Essendon Gazette and Keilor, Bulla and Broadmeadows Reporter (Moonee Ponds,Vic. 1888-1900), Thursday 22 February 1900, page 3
Essendon Police Court.
MONDAY, 19IH FEBRUARY. Before Messrs. Davies, Hollick and Wilson, J's.P. LICENSING PROSECUTION
Sub-inspector Irvine charged Alice Mogan, of the Cross Keys Hotel, North Essendon, with having the bar door open on Sunday.
Mr McFarlane appeared for defendant, who he said was too unwell to attend. He produced a doctor's certificate and pleaded not guilty.
Sub-inspector Irvine, who prosecuted, said he would like an adjournment unless Mr McFarlane would plead guilt as he did not like ex parte cases.
The bench decided to go on.
Senior-constable Hickey of Collingwood,-gave evidence, on Sunday, 4th inst. he visited defendant's hotel, at North Essendon, at 10 30 a.m., and saw the bar door open and five glasses on the counter. Subsequently at 12.30 he called again, and found the same door open and two extra glasses and a syphon on the counter. The licensee's: daughter was in the parlour with a man from Essendon.
To Mr. McFarlane: On his first visit he went all round the rooms. Went to the north end of the house to a bedroom behind the bar, and found Mrs. Morgan with her daughter. Went through the bedroom to a door leading to the bar, which was open. It was secured by a small bolt. He could not say Sunday trading was carried on through Mrs. Morgan's bedroom, but it might have been through another door.
To Sub-inspector Irviue: The licensee's daughter could have carried drinks through Mrs. Morgan's bedroom to another room.
Re-examined by Mr. McFarlane: There were no signs of Sunday tradings in the parlours. Constable Roxby, who was with Sergeant Hickey on the date named, corroborated.
To Mr. McFarlane: Last witness did not insist upon going through the bedroom. The senior-constable remarked he was being delayed.

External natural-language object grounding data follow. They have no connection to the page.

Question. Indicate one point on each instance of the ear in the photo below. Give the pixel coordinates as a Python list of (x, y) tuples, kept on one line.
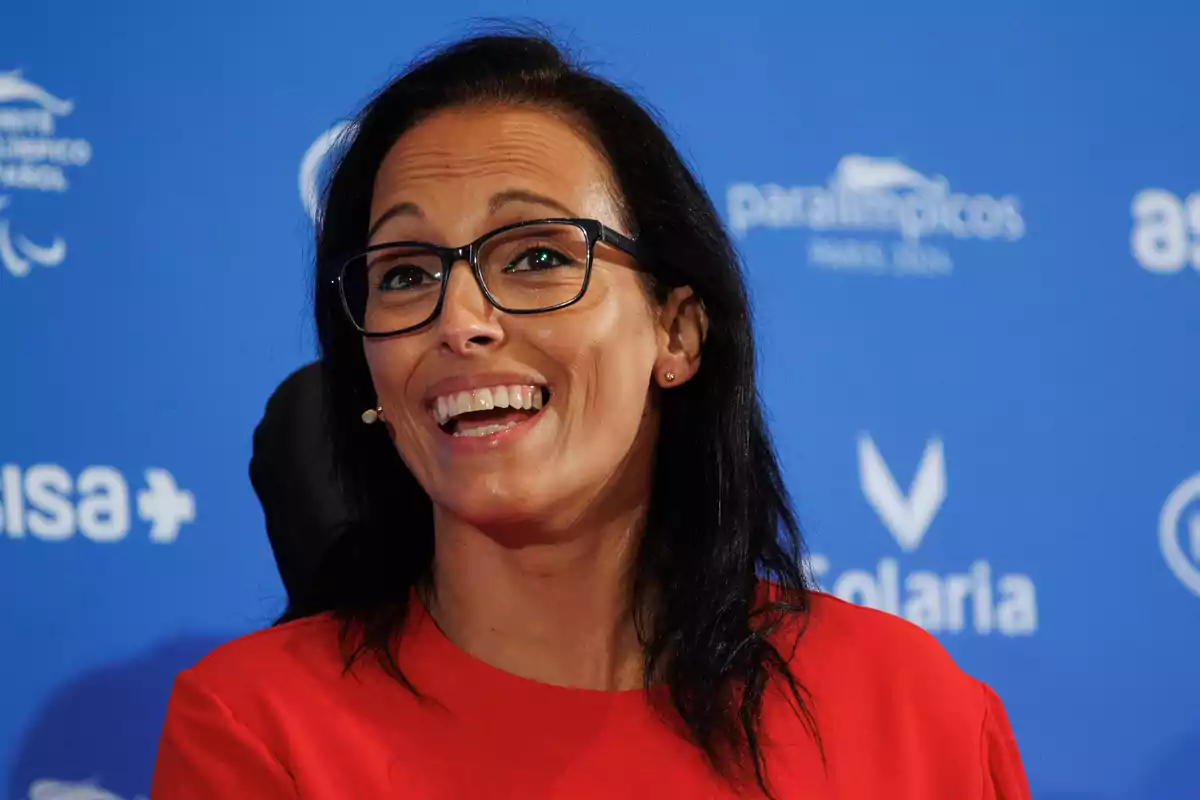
[(683, 328)]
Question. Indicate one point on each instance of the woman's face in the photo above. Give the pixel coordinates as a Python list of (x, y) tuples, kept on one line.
[(449, 180)]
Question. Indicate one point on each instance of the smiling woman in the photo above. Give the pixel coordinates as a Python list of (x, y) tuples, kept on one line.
[(574, 570)]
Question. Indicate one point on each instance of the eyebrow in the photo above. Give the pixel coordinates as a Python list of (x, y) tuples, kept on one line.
[(495, 204)]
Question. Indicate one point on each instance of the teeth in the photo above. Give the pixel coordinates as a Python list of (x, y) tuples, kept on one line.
[(485, 431), (447, 407)]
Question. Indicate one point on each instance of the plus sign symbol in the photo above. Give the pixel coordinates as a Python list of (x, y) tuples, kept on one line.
[(165, 506), (1179, 533)]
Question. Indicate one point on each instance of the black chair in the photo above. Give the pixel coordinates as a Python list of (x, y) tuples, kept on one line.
[(293, 475)]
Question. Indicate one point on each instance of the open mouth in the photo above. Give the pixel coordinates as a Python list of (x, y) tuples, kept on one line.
[(487, 410)]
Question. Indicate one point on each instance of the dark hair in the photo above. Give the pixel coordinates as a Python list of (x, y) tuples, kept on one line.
[(719, 515)]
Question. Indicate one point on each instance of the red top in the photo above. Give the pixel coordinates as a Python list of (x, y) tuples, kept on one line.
[(273, 715)]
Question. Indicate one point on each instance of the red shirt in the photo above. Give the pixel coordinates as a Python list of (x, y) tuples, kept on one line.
[(273, 715)]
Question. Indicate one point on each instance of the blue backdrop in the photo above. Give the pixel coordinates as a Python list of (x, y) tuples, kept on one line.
[(973, 244)]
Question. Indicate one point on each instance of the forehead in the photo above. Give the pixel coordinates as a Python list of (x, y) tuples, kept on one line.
[(459, 158)]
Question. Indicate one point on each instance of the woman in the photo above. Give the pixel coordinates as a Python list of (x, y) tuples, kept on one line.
[(574, 571)]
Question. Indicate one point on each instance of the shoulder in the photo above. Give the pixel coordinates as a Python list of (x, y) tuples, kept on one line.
[(271, 665), (845, 649)]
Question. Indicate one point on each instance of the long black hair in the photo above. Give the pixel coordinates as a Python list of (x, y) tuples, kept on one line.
[(719, 516)]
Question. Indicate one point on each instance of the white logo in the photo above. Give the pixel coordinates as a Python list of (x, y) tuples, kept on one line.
[(1165, 230), (311, 163), (46, 503), (51, 789), (949, 603), (33, 158), (907, 518), (1179, 533), (869, 196)]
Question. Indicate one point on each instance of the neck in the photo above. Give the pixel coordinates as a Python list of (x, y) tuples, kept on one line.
[(547, 606)]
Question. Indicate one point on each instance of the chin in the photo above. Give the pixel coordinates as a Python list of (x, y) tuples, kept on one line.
[(490, 503)]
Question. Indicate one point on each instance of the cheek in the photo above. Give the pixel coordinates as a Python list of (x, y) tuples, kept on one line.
[(390, 366)]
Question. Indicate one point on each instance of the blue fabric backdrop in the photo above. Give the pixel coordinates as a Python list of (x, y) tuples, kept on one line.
[(973, 242)]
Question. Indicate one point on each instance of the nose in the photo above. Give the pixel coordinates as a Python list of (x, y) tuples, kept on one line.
[(468, 323)]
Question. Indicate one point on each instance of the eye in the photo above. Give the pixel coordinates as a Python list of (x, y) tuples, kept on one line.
[(537, 259), (405, 277)]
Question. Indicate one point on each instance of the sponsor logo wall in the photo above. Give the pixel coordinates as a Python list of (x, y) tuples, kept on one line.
[(978, 323)]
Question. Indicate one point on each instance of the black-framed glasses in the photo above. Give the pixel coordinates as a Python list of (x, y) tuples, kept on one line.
[(527, 268)]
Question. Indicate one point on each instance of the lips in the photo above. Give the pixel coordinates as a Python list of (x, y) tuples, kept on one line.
[(485, 410)]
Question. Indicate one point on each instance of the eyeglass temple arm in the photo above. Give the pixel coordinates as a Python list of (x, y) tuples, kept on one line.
[(621, 241)]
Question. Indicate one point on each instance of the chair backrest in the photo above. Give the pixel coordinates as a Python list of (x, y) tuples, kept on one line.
[(292, 471)]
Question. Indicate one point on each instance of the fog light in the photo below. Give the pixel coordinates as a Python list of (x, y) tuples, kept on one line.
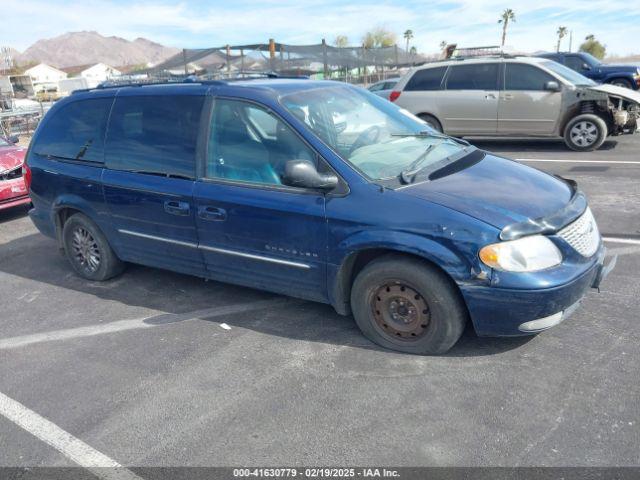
[(541, 323)]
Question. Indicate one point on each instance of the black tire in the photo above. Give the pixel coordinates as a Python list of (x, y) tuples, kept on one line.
[(439, 314), (88, 250), (432, 121), (585, 133), (621, 82)]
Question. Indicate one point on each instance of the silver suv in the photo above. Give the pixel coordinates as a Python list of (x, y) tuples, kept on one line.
[(517, 96)]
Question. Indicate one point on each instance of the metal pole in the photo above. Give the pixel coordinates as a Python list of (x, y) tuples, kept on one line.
[(184, 59), (570, 40), (272, 53), (324, 58), (281, 57)]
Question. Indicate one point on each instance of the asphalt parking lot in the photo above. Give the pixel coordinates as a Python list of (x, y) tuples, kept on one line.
[(143, 370)]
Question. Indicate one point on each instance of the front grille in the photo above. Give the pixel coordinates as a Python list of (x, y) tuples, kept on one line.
[(11, 174), (582, 234)]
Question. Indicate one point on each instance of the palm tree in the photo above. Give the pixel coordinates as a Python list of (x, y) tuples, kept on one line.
[(507, 16), (341, 41), (408, 35), (562, 32)]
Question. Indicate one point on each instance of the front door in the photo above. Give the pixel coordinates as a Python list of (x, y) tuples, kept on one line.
[(471, 99), (252, 229), (150, 159), (526, 107)]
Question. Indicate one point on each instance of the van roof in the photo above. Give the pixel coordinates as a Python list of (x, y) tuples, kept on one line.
[(277, 86)]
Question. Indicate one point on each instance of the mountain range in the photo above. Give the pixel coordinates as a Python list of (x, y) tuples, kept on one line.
[(84, 48)]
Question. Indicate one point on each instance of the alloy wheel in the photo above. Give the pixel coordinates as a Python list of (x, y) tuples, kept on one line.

To Sub Inspector Irvine: They did not know there was a sick lady in the bedroom in question, which had been a bar parlour.
For the defence Mr. McFarlane said he would prove the room had been used as a bedroom for the past two years. The offence was only a technical one, as the bar door, which was not used as such was only secured with a bolt instead of a lock, as provided by the Act.

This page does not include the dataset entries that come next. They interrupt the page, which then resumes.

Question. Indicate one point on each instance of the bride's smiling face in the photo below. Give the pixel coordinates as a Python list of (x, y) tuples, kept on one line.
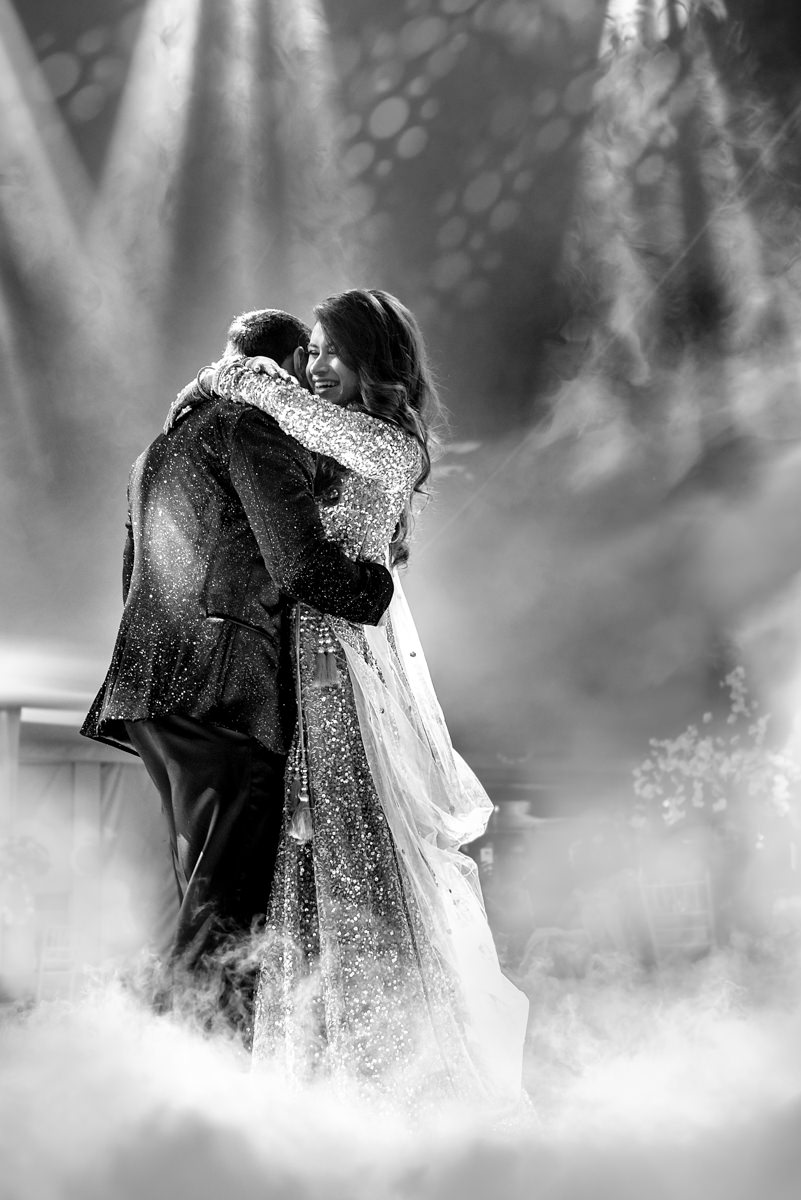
[(329, 376)]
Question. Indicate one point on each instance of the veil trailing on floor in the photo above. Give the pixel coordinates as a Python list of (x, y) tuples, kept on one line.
[(433, 804)]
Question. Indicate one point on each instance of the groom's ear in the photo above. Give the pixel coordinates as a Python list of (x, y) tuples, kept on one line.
[(300, 358)]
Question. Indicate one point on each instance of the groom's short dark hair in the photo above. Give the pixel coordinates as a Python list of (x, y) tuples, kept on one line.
[(270, 331)]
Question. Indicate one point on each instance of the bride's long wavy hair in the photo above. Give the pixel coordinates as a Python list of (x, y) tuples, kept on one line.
[(379, 339)]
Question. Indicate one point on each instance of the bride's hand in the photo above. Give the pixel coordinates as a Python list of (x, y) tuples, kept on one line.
[(262, 365)]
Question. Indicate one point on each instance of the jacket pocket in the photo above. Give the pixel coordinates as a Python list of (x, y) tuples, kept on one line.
[(223, 617)]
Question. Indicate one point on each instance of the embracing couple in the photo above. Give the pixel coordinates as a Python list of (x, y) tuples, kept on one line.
[(269, 675)]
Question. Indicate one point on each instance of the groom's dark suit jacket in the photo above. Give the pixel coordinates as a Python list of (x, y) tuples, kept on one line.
[(223, 535)]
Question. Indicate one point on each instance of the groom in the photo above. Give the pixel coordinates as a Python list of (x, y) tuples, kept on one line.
[(223, 537)]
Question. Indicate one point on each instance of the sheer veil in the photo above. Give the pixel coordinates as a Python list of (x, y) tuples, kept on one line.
[(433, 804)]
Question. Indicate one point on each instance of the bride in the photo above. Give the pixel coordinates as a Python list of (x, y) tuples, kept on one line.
[(378, 965)]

Agnes Morgan gave evidence she was daughter of defendant. On Sunday, 4th, the two constables came at 10.30 by the front door, where a girl admitted them and they knocked at her mother's door, who was dressing at the time. They camc in and went to the bar door leading from the bedroom, which had a button on it, and opened the door going into the bar. There were some glasses on the counter but they had been used the previous night. There had been no Sunday trading that day.
To Sub-inspector Irvine: The beer glasses were there from Saturday night. The bottle of gin, which was not there on the first occasion, and the two empty glasses and syphon on she could not say for what time they were there.
Mary Daly, an emloyé of the defendant, admitted the constables and told them the licensee was ill in bed. The had previously tried the bar door, which was locked. They then went to Mrs. Morgan's bedroom and opened the door going through. When they came the second time the bar door was fastened with a lock. The door had fallen, therefore from the outside it appeared to be open.
To Sub-Inspector Irvine: The door was locked on the second occation the police came. She locked it herself, and had the key in her pocket. Mr McFarlane said the offence was merely a technical one, and after hearing the evidence he hoped the bench, if they did fine, would recommend a remission of the penalty.
A fine of £5 was imposed, with 7s. 10d. costs.
Two months later on 30th of April 1900, Agnes Morgan, youngest daughter of Alice Morgan, the Licensee, died at the Hotel. According to the death certificate signed by Dr. Sutherland cause of death was Multiple Neuritis for 10 weeks and Cardiac Syncope.
Another two months later on the 11th of June Alice Morgan lost her eldest son, Francis Edward Morgan to Phthisis Pulmonalis, later more commonly known as Tuberculosis, and exhaustion with duration of one year and signed by Dr Dickinson.